CUs should look at an investment ladder of two-to-three years, perhaps 3.5 years, Turner recommended. "This requires a leap of faith by credit union managers," he acknowledged, "because the two- or three-year term rates today are a little bit less than, or the same as, current overnight rates. But, this is necessary in case overnight rates drop in 2007."

As rates go down, there will be an increased demand for consumer loans, Turner added, so credit unions need to maintain liquidity. "When investing, they can't tie up too much cash. The type of investment is important, also. We would discourage the use of callable investments and lean towards less optionality, unless they have extended lockout provisions."

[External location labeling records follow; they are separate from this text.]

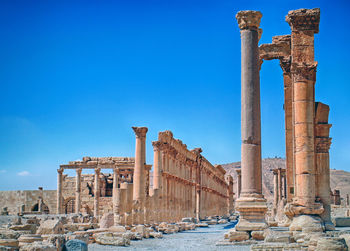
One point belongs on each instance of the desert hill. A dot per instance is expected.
(339, 179)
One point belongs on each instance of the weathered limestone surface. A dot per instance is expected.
(28, 200)
(251, 204)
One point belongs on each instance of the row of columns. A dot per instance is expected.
(77, 206)
(279, 187)
(307, 137)
(184, 185)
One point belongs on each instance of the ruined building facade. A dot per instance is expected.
(307, 186)
(184, 184)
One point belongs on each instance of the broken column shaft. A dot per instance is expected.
(251, 204)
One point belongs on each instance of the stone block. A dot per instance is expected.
(109, 239)
(258, 235)
(9, 242)
(25, 227)
(51, 227)
(331, 243)
(306, 223)
(234, 235)
(341, 221)
(38, 246)
(156, 235)
(222, 221)
(118, 229)
(8, 234)
(76, 245)
(107, 220)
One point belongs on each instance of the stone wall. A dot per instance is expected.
(13, 200)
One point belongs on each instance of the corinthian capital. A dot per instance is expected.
(140, 132)
(304, 19)
(248, 19)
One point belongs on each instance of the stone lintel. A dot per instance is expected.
(275, 171)
(140, 132)
(248, 19)
(277, 50)
(304, 72)
(323, 144)
(304, 19)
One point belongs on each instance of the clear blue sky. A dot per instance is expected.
(76, 75)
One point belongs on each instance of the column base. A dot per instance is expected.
(252, 212)
(307, 223)
(295, 208)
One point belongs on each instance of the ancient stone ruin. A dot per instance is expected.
(122, 199)
(185, 184)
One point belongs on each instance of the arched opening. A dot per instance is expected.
(69, 206)
(35, 208)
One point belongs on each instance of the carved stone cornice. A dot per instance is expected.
(248, 19)
(157, 145)
(304, 19)
(140, 132)
(97, 171)
(302, 72)
(285, 64)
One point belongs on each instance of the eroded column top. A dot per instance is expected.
(304, 19)
(248, 19)
(140, 131)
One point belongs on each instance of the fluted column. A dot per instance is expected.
(78, 191)
(116, 193)
(97, 192)
(323, 143)
(275, 191)
(239, 183)
(251, 204)
(304, 23)
(229, 193)
(139, 173)
(59, 191)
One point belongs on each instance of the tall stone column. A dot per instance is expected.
(229, 193)
(157, 168)
(279, 178)
(59, 190)
(116, 193)
(97, 192)
(139, 173)
(78, 191)
(323, 143)
(251, 204)
(288, 115)
(239, 183)
(304, 23)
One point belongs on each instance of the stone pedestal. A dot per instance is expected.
(78, 191)
(59, 191)
(97, 192)
(304, 23)
(251, 203)
(139, 184)
(323, 143)
(116, 193)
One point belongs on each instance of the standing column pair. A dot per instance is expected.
(139, 184)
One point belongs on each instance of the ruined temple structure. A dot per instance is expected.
(184, 184)
(307, 186)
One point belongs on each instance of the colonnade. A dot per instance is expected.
(185, 184)
(306, 122)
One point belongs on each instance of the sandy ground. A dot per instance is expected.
(194, 240)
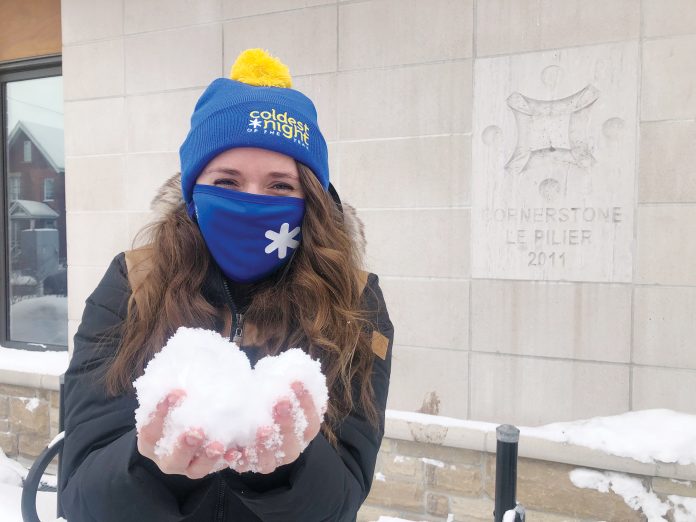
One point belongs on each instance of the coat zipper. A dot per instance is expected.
(236, 336)
(237, 318)
(220, 511)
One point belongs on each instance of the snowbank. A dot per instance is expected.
(647, 436)
(47, 363)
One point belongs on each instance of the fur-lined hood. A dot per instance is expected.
(169, 198)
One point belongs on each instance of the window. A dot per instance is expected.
(33, 300)
(14, 189)
(48, 189)
(27, 151)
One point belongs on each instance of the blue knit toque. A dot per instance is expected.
(233, 114)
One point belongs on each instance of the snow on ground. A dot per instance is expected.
(11, 475)
(47, 363)
(636, 495)
(646, 436)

Southeast's Wirthmann said CUs should maintain a "disciplined" strategy and "maintain that strategy through peaks and valleys."

"We think the fourth quarter will be better than the third quarter in economic performance. The decline in oil prices will put more funds in consumers' pockets again. But, savings rates are down and consumer debt is at an all-time high, and real estate is slowing down, if not declining in value."

Given all these circumstances, Wirthmann said a "basic ladder" makes sense for CUs. He said this reduces interest rate risk because the credit union continually gets cash back. If rates are rising, the CU can reinvest at higher rates. Or, the regular liquidity funds loan demand if it picks up. If rates decline "the credit union still should have some longer certificates at the end of the ladder."

"We are cautioning credit unions not to buy unstructured mortgage products," Wirthmann added.

Window Certificates

According to Araujo, WesCorp has developed a variable-term "window" certificate. He said CUs can choose the maturity date within a variable period.

"This is a new product that we have not seen offered before, and it is drawing a lot of interest," he said. "If a credit union wants to invest for 18 months, the window certificate will mature in 15 to 18 months, and the credit union doesn't have to say when now. It can decide on a three-day turnaround."

Araujo said the window certificates help CUs that don't want to wait to invest, but still need liquidity. He said it is helpful for teachers' credit unions that experience drawdowns in the summertime, as they can designate a window of six-to-nine months.

"The credit unions can choose the window, and there is not a huge distinction in the yield curve. They have to be very tactical in the program and not worry so much about the term."

The bottom line, Araujo emphasized, is not sitting on cash.

"Some credit unions are seeing their lending pipeline dwindle. There is not much real estate activity, and even the auto side is quiet," he said. "Credit unions don't want to have a large investment portfolio, but they want the money to go to use somewhere."